And yes, the old A3 does have opening rear windows, on a hinge. Strange that the new one doesn't - although I have to say I've only ever opened mine to let out the water that collects under the window when you've hosed the car down!


----------



## Karcsi (Mar 6, 2003)

The V6 is scheduled for November 2003, however the Audi magazine suggests it will be early 2004 (I guess deliveries).

I hardly noticed the handbrake to begin with! I thought it there would be a lot of play in it because of the kink. But it's pretty solid.

The floor mounted accelerator pedal, I'm not too sure about that. It's not very attractive to look at, but I suppose it's probably more confortable on long journeys as there is more support for your foot. Still, nice touch.

The proper pricelist is now available from the Audi website. Climate control now appears as standard on the SE and Sport in the pricelist as well as the spec info. But they still manage to get R16 tyres on to 17-inch alloys!

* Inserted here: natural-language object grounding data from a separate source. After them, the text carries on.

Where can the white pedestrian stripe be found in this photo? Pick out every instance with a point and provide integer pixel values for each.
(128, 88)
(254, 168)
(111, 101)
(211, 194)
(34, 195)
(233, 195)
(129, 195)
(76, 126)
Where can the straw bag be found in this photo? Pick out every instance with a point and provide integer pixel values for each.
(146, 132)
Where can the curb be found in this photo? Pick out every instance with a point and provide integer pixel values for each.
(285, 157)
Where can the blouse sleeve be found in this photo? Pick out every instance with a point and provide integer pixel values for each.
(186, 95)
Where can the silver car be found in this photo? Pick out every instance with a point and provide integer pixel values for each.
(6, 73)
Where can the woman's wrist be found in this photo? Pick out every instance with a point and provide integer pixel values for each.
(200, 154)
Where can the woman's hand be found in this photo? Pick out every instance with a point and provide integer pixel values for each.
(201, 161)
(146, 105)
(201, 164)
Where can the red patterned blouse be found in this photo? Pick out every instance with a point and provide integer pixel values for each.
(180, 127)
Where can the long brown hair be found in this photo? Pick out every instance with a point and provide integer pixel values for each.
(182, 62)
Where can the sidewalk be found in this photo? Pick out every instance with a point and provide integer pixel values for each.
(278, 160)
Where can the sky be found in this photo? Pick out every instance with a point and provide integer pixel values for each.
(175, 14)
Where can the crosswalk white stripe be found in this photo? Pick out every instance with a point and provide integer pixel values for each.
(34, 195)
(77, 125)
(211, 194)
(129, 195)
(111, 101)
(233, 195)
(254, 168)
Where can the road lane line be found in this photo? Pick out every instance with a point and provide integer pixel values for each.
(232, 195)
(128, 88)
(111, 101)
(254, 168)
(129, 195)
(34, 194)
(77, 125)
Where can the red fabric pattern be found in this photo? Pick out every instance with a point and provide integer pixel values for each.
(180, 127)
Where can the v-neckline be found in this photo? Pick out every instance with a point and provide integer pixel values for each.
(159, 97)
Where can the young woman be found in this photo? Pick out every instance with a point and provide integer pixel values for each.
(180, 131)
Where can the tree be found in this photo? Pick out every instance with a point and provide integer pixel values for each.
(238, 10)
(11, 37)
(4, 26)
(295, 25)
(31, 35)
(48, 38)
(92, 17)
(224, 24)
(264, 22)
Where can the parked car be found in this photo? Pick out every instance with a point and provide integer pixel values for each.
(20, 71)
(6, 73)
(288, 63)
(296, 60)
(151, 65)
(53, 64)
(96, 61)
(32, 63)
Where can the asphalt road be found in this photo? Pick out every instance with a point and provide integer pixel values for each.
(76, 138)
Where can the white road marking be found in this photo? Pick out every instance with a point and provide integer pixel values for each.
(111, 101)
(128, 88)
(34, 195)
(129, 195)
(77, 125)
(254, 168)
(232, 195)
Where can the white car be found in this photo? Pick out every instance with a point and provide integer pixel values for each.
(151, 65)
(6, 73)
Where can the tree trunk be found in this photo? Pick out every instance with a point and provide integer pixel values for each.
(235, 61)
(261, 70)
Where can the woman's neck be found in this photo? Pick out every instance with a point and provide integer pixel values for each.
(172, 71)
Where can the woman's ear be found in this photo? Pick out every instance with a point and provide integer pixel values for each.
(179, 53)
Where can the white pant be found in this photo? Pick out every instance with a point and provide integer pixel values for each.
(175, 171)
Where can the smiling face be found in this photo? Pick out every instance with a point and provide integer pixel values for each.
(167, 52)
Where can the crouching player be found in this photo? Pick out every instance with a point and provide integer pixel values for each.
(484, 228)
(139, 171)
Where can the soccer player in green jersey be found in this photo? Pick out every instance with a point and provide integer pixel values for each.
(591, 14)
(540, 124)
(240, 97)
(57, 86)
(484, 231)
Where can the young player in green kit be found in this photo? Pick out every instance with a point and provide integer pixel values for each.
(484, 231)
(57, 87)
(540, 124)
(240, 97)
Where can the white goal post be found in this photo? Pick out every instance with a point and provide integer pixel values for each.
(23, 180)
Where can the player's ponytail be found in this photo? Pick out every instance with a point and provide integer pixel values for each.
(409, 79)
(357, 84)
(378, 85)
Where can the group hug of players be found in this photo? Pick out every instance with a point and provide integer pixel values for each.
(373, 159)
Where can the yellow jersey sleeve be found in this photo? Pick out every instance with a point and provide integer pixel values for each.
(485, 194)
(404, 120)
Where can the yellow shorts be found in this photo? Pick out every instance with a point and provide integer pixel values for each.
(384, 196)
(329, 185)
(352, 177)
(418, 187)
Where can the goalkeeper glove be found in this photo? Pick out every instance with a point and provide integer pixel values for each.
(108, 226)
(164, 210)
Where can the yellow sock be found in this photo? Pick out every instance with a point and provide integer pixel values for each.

http://www.audi.co.uk/downloads/A3_Price_List.pdf


----------



## vagman (Sep 6, 2002)

I didn't know it had a floor mounted accelerator, that'll be different. :-/

I'm pleased to see that Audi are beginning to sort out all their little inconsistencies with regards to the option list, although it is some trick to fit 16" tyres onto 17" wheels. ;D

I notice that the configurator is still lagging behind. Perhaps that is next on the list to sort. :-/


----------



## Karcsi (Mar 6, 2003)

> By the way, there is an article in this weeks Autocar and although I've not had a chance to read it they have awarded it an eight star rating, which is very high for that publication.


Read it today. Very complimentary over all - "class leader". But they we're not so happy with the vague steering (that old chestnut - if it aint a Beemer of a Ford...), and said that it was a bit noisy on the go (wind and engine).

As I thought, the rear windows do not open. But I think they got it wrong where they say that bi-xenon lights are an option for Â£590. I thought Audi doesn't offer bi-xenon for it's cars. Only BMW have them, I think.

Nice to see that their 0-60 time for the TDI was 9.2 against the official figure of 9.5! And average mpg 54.1 against 51.4. And with only 1000 miles on the clock.

Roll on September!


----------



## vagman (Sep 6, 2002)

I know your holding off until you see Akoya and Mauritius, but you shouldn't have to wait much longer.

All UK dealers are expecting to take delivery of two A3's in good time for next Thursday's official launch and with a bit of luck you may be able to find Akoya and Mauritius examples in your local dealerships.


----------



## Karcsi (Mar 6, 2003)

Audi CS said all dealers should have their cars by Monday. My dealer says 12 June certainly, as they are holding an open evening to launch the car. I will pop in on Saturday on the off chance, and book a test drive.


----------